Median and 10th Percentile Intensity Values for Normalized ADC within Different Anatomic Regions at the Time of Pre-RT and Post-RT.
As shown in Table 3, the only parameters that were related to OS at the post-RT time points were the volumes of the three anatomic lesions (CEL, T2ALL, and NEL).
Time-dependent Analysis
Parameters that were significantly associated with PFS in the time-dependent analysis were the median nCBV in the T2ALL (p = 0.006) and NEL (p = 0.0181), the median nPH in the T2ALL (p = 0.0147), and the volume of the CEL (p = 0.0376). Figure 5 demonstrates the changes in the volumes of the CEL, T2ALL, and NEL in terms of time of OS and PFS. Some patients who progressed show an initial reduction in anatomic lesion volume, but, as can be expected, patients with an overall increase in the volumes of their abnormalities appear to have worse OS.
Fig. 5.
Fig. 5.
[Left] The mean and standard deviation of the mean for volumes of abnormalities in each individual group over time. Higher volumes at any given time point are seen in patients who had shorter survival. The median volumes of the T2ALL in the patients who (more ...)

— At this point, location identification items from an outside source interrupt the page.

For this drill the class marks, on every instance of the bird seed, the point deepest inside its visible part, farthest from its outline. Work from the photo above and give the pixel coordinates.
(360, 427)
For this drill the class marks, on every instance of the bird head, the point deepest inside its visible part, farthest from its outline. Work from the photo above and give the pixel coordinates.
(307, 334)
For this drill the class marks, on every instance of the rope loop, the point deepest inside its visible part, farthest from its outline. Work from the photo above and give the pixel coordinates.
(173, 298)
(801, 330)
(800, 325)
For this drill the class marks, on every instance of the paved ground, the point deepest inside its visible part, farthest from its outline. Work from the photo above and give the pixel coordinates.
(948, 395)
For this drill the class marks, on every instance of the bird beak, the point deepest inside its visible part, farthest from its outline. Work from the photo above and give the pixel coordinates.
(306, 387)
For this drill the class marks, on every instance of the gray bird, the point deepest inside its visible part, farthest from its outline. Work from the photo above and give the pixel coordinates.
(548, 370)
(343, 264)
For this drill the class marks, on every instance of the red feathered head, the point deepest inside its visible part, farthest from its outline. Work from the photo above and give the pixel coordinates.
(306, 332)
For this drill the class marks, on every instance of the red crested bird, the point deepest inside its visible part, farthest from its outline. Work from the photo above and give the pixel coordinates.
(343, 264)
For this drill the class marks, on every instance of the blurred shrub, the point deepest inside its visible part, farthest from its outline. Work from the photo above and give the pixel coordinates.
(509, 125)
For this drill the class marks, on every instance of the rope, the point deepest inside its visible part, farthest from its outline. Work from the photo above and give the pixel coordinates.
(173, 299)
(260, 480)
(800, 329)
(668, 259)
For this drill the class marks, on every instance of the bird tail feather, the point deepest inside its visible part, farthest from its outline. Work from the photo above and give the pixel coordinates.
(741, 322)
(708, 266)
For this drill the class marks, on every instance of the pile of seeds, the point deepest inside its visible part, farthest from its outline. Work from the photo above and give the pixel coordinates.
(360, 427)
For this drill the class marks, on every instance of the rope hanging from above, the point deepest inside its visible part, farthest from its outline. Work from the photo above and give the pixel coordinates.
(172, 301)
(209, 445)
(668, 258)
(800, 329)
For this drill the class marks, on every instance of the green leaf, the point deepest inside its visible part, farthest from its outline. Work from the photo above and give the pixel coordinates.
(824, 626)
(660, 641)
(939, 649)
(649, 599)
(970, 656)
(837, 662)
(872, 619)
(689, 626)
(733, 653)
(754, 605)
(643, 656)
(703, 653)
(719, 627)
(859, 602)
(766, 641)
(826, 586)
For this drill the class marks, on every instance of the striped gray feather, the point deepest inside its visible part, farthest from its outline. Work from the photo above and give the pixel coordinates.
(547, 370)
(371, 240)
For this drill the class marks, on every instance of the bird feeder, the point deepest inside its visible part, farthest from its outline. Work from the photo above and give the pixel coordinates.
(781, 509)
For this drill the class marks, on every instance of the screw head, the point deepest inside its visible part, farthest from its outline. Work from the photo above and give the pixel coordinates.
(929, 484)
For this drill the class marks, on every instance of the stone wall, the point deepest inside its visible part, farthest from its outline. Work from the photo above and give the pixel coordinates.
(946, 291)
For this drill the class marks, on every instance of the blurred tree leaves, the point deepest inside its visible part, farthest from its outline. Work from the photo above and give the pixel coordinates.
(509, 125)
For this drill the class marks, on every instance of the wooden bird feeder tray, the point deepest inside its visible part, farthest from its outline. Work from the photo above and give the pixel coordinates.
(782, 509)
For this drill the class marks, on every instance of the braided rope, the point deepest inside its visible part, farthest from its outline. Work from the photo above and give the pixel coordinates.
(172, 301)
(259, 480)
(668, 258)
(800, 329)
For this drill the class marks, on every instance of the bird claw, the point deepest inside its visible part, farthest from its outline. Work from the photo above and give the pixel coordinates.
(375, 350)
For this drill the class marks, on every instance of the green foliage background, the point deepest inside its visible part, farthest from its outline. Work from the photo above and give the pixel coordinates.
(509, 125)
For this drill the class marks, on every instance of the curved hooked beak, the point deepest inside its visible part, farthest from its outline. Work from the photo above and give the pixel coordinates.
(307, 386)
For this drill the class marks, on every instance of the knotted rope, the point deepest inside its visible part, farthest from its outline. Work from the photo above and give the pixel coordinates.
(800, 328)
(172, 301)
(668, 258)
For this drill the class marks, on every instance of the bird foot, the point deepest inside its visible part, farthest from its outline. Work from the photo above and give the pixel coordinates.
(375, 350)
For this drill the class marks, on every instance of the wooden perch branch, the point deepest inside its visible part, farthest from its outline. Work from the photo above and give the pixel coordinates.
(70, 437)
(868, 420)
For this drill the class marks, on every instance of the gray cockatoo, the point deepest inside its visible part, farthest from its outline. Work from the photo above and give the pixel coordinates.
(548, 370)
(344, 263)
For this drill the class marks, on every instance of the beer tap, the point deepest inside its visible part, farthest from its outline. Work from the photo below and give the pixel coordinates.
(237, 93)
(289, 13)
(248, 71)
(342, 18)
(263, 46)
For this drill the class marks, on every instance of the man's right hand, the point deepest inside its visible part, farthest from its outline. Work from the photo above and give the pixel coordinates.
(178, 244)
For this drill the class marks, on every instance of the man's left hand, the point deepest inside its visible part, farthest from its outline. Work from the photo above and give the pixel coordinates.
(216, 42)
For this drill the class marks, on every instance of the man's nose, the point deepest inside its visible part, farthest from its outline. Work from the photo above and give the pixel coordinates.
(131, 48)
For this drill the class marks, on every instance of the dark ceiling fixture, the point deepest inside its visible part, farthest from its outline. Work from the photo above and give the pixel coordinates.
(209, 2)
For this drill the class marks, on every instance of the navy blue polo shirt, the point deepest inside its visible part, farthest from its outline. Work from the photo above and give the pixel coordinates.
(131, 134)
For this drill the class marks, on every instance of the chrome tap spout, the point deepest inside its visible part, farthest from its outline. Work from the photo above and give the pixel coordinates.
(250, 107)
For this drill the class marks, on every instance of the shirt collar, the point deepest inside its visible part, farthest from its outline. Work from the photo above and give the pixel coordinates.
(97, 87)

Figure 5 also shows the median nADC values in the various regions over time. Although it appears that the patients who live for over 2 years have stable changes in median ADC within the T2ALL and NEL regions between pre- and post-RT, the difference between post-RT and pre-RT was not a significant predictor for OS using Cox regression analysis. The time-dependent Cox regression model showed that smaller nADC values (median and 10th percentile) within the CEL (p = 0.008, 0.016) and higher nADC (median and 10th percentile) with the T2ALL (p = 0.018, 0.011) and NEL (p = 0.027 0.011) were associated with poor OS.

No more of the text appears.